The cemetery is one of the oldest in the area with markers dating back into the 1800s. The majority of the plots are marked by small stones giving no indication of who was buried there or when. The students enjoy cleaning this small cemetery because it helps them relate to the past and the people who lived in Franklin County over 100 years ago.
This project is one of the many Building Our American Communities (BOAC) projects that the Union FFA takes pride in performing. The BOAC program, sponsored by the Missouri Department of Agriculture, involves FFA members in community development.
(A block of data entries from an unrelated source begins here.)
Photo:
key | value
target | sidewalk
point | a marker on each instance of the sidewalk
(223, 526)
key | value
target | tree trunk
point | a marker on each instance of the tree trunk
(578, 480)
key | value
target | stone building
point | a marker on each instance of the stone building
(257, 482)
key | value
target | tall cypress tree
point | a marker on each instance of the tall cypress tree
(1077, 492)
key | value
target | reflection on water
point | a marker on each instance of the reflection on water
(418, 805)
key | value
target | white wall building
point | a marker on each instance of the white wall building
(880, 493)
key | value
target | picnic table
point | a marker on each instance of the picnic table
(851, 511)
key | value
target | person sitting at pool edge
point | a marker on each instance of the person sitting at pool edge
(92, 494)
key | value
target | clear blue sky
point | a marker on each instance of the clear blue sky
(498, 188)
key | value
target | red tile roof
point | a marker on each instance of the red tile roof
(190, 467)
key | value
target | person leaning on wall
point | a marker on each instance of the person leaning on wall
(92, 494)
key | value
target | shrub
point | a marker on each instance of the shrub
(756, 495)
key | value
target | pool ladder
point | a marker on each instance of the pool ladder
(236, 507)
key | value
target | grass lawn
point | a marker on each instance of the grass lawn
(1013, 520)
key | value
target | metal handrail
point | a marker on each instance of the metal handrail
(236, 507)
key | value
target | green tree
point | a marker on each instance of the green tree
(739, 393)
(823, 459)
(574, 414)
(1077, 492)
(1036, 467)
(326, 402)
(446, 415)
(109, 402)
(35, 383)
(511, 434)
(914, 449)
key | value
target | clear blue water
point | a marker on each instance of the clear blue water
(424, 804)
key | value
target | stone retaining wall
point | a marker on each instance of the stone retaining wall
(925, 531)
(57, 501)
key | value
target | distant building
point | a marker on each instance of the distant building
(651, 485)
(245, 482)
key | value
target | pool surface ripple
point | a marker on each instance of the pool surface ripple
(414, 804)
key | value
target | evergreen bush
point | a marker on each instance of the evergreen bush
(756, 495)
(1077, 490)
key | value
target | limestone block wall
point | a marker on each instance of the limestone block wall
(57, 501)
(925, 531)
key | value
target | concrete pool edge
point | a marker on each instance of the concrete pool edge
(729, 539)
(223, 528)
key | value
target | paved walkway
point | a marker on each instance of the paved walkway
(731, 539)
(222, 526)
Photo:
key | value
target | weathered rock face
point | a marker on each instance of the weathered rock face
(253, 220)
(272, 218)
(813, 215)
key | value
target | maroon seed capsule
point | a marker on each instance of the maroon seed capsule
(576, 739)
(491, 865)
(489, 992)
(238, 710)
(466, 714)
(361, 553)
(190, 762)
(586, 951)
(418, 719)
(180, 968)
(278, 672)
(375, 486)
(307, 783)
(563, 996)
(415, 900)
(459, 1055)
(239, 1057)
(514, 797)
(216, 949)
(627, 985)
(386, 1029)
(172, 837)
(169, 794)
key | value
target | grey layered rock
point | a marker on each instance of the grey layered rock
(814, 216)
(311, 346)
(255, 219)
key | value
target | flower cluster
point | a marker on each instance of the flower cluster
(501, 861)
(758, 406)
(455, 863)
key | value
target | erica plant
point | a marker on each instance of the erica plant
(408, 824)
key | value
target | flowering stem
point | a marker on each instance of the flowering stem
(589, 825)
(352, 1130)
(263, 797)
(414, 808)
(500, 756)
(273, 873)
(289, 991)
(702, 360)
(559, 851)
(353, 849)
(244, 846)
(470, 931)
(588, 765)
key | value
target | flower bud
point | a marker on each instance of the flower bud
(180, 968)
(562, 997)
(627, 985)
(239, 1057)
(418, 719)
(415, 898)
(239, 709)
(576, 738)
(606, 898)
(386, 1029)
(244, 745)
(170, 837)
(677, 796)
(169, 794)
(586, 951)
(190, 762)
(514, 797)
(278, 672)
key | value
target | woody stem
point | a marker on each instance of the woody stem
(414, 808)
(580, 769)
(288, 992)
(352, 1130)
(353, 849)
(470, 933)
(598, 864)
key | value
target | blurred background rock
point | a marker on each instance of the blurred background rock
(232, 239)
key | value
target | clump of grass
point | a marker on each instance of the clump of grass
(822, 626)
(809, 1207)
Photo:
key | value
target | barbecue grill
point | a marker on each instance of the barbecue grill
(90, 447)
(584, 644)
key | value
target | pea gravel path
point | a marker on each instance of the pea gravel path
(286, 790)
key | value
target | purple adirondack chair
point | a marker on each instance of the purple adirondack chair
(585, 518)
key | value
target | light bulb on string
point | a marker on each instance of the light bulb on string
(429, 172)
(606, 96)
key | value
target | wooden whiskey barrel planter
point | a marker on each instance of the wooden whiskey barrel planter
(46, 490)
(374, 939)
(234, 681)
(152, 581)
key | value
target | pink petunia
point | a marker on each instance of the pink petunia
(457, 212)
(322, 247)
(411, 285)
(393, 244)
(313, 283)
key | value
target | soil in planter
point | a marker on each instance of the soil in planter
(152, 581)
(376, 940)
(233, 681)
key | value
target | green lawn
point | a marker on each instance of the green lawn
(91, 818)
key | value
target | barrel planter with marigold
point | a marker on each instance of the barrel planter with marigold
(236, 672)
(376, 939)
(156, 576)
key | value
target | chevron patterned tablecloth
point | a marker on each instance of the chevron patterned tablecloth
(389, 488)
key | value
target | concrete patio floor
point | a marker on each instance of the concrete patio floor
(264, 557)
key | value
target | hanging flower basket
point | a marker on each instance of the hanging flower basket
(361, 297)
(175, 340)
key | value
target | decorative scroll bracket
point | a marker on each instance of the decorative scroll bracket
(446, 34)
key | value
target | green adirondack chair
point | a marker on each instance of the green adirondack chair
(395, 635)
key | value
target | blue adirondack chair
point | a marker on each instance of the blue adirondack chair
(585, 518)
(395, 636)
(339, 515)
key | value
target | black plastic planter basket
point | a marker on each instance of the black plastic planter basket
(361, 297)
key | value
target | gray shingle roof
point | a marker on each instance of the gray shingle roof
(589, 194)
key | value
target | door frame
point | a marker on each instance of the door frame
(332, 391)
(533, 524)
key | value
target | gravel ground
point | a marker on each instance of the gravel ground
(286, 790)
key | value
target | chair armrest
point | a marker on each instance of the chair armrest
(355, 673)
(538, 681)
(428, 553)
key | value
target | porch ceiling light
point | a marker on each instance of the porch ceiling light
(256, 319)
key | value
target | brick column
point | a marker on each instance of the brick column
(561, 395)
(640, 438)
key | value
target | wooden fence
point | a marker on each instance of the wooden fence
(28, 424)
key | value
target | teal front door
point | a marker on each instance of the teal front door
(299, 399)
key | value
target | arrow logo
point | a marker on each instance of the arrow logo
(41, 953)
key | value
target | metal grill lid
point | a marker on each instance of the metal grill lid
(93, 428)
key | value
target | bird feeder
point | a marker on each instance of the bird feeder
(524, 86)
Over the years the Union FFA Chapter has earned 28 grants and three government citations recognizing their outstanding achievements with the BOAC program. In the past the Union FFA Chapter has received a BOAC grant to improve the Union area in a variety of ways. Beautification of the courthouse square, a wash rack and portable bleachers for the Franklin County Youth Fair, a pavilion at the Franklin County FFA Foundation Farm and the Johnson Grass Eradication project are just of few of the former activities. Each year the FFA members look forward to contributing to the growth of Union through BOAC projects.
The Union FFA Chapter has a rich tradition in participating in community events. These activities help develop an award-winning chapter and prepare members as leaders.
The chapter is constantly striving to reach goals and motivate members to explore their role in agriculture. FFA is an integral part of agricultural education completing a three-part model of classroom instruction and hands-on experience. Activities can range from community service to raising animals.
Union is one of 7,242 FFA chapters in the nation with approximately 300 members. FFA is found in urban, suburban and rural schools in all 50 states, Puerto Rico and the Virgin Islands. The 495,046 national FFA members can be found in every kind of community from downtown Chicago and New York City to small towns like Beaufort. Any student in grades seven to 12 who is enrolled in an agriculture education course may join the FFA.
Nationally more than 70 percent of FFA members are from nonfarm rural, suburban and urban areas, with the remaining 30 percent coming from farming communities. In the Union FFA Chapter, approximately 90 percent of the members are from a nonfarm background.
The Union FFA Chapter is exhibiting the FFA motto of “Learning to Do, Doing to Learn, Earning to Live, Living to Serve” in their daily lives. Service is an important part of the FFA. Through serving others, FFA members learn the importance of hard work, the rewards of a job well done and the satisfaction of helping others. Through agricultural education and FFA, Union FFA members are truly living to serve.